Chapter 6 presents a synthesis of the main findings of this thesis and reflects on the possible role of SEM in DSM. It discusses some limitations of SEM, such as the assumed linearity of relationships (while in reality relationships between soil properties and environmental covariates are often non-linear) and its static nature, as well as several challenges. One of the main challenges I encountered in the case studies was the lack of good-quality proxies (covariates) to adequately represent the soil-forming processes. Since we cannot include hundred of covariates to predict soil properties in SEM, as done in machine-learning techniques, we need to develop proper covariates to achieve a good SE model. Nevertheless, I concluded that SEM is an appropriate technique to include pedological knowledge in DSM, and could potentially fill an important niche. Developing a SE model requires thorough work to translate a conceptual model to a graphical model. By doing so, one is able to test pedological hypotheses and learn from the data, because the model suggestions bring new considerations and research. SEM brings added value to DSM, because the graphical model unites pedological knowledge and statistical modelling in a single framework. What is more, every model coefficient can be analysed in terms of its sign and magnitude with respect to the other coefficients, and in terms of its pedological meaning. For that reason, I think that SEM can be a method to do conscious DSM since it helps one to become more aware of the processes behind the system interrelationships.

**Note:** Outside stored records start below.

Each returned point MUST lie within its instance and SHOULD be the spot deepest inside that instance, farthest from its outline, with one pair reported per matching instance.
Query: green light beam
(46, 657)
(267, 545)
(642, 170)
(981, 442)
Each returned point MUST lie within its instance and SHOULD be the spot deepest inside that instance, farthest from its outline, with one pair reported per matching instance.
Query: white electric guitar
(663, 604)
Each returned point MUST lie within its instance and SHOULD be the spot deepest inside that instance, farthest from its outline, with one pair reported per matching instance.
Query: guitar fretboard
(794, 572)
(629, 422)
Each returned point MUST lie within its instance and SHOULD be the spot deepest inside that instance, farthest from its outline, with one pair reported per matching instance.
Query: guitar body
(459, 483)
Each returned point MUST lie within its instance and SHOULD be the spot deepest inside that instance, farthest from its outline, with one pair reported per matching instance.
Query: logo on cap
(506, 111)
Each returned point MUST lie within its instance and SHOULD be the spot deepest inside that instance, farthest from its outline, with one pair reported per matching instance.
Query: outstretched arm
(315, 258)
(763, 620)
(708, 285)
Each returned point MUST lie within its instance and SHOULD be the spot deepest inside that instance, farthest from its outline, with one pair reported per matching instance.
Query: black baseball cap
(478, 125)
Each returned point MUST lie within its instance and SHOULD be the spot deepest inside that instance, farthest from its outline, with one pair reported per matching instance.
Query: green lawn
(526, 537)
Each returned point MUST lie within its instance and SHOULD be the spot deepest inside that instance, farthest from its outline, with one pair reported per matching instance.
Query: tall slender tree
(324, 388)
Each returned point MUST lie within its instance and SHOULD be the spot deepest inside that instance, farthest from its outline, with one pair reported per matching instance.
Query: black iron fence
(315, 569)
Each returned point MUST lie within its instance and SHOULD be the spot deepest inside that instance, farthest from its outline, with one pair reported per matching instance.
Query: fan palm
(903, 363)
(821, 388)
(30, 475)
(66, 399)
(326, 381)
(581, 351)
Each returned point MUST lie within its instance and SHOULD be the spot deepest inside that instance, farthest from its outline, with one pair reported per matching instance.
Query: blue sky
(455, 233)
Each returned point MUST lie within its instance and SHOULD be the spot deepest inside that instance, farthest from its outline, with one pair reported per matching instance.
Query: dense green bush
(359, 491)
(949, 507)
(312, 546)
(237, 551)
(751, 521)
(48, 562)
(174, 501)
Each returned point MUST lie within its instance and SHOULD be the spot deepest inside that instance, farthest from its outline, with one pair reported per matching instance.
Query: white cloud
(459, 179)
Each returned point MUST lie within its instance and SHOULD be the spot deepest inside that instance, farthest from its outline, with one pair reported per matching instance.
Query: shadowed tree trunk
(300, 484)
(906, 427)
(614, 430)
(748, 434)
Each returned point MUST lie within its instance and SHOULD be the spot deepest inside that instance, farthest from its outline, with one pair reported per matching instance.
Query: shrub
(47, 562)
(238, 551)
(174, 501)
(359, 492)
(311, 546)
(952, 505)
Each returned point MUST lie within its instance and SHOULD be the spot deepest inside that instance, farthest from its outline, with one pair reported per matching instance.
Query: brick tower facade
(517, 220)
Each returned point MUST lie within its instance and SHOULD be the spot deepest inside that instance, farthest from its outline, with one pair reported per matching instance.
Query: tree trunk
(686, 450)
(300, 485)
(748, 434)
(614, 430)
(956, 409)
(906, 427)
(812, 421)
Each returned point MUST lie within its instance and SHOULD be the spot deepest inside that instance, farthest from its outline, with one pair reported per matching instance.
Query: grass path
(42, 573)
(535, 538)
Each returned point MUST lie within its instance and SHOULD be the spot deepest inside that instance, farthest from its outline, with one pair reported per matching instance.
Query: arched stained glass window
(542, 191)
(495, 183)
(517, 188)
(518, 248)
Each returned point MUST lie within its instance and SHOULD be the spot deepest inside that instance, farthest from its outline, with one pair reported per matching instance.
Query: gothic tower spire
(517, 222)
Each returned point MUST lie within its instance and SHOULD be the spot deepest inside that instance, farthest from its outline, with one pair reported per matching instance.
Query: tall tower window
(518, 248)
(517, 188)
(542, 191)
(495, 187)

This thesis only introduced SEM for DSM. There are several features and possibilities of SEM that I did not research. The use of latent variables to represent conceptual variables, such as soil fertility, soil quality, etc., should be the next step in its adaptation for DSM purposes. Implementing categorical variables and non-linear relations will also bring more flexibility to the model, and can provide solutions for areas with different environmental conditions. In the face of the large demand for answers on global issues that are often addressed at national or regional scale, I am convinced that SEM is a suitable framework to meet these demands. Also, I am confident that SEM fills a vacant niche in DSM, since it does not compete with machine learning techniques and mechanistic modelling approaches, and provides a framework for conscious DSM.